Sözer Esin B, Wu Yu-Hsuan, Romeo Stefania, Vernier P Thomas
Frank Reidy Research Center for Bioelectrics, Old Dominion University, 4211 Monarch Way. STE 300, Norfolk, VA, USA.
Mork Family Department of Chemical Engineering and Materials Science, Viterbi School of Engineering, University of Southern California, Los Angeles, CA, USA.
J Membr Biol. 2017 Feb;250(1):21-30. doi: 10.1007/s00232-016-9918-x. Epub 2016 Jul 19.
High-intensity nanosecond pulsed electric fields (nsPEFs) permeabilize cell membranes. Although progress has been made toward an understanding of the mechanism of nsPEF-induced membrane poration, the dependence of pore size and distribution on pulse duration, strength, number, and repetition rate remains poorly defined experimentally. In this paper, we characterize the size of nsPEF-induced pores in living cell membranes by isosmotically replacing the solutes in pulsing media with polyethylene glycols and sugars before exposing Jurkat T lymphoblasts to 5 ns, 10 MV/m electric pulses. Pore size was evaluated by analyzing cell volume changes resulting from the permeation of osmolytes through the plasma membrane. We find that pores created by 5 ns pulses have a diameter between 0.7 and 0.9 nm at pulse counts up to 100 with a repetition rate of 1 kHz. For larger number of pulses, either the pore diameter or the number of pores created, or both, increase with increasing pulse counts. But the prevention of cell swelling by PEG 1000 even after 2000 pulses suggests that 5 ns, 10 MV/m pulses cannot produce pores with a diameter larger than 1.9 nm.

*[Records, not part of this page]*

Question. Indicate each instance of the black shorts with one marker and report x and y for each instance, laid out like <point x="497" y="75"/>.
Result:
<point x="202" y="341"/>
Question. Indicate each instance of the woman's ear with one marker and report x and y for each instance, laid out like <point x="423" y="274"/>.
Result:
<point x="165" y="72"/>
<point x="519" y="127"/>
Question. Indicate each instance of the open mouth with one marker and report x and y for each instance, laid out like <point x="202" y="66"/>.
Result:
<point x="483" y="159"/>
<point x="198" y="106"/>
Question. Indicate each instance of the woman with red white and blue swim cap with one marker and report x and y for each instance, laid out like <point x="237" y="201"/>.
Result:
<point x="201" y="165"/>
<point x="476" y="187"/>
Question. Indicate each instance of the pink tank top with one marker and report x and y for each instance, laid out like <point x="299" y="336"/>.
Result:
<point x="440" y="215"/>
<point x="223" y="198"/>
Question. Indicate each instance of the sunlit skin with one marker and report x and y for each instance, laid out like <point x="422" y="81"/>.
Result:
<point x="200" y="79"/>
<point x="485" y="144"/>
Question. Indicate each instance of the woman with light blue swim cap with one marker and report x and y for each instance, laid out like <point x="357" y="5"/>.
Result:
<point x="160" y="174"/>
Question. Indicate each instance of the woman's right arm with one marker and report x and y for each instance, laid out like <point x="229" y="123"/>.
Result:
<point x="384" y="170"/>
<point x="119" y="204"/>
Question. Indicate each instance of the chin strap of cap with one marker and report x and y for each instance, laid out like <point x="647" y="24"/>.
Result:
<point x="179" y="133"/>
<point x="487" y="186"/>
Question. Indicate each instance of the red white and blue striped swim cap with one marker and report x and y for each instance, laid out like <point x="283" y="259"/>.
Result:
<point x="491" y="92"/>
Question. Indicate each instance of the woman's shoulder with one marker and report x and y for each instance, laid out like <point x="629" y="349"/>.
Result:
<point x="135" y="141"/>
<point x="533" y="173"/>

高强度纳秒脉冲电场(nsPEF)可使细胞膜通透性增加。尽管在理解nsPEF诱导膜形成孔道的机制方面已取得进展,但孔径和分布对脉冲持续时间、强度、数量及重复频率的依赖性在实验上仍未明确界定。在本文中,我们通过在将Jurkat T淋巴母细胞暴露于5纳秒、10兆伏/米的电脉冲之前,用聚乙二醇和糖类等渗替代脉冲介质中的溶质,来表征活细胞膜中nsPEF诱导形成的孔道大小。通过分析渗透溶质透过质膜导致的细胞体积变化来评估孔径。我们发现,在脉冲次数高达100次、重复频率为1千赫时,5纳秒脉冲形成的孔道直径在0.7至0.9纳米之间。对于更多的脉冲次数,形成的孔径或孔道数量,或两者都会随着脉冲次数的增加而增加。但即使在2000次脉冲后,聚乙二醇1000能防止细胞肿胀,这表明5纳秒、10兆伏/米的脉冲无法产生直径大于1.9纳米的孔道。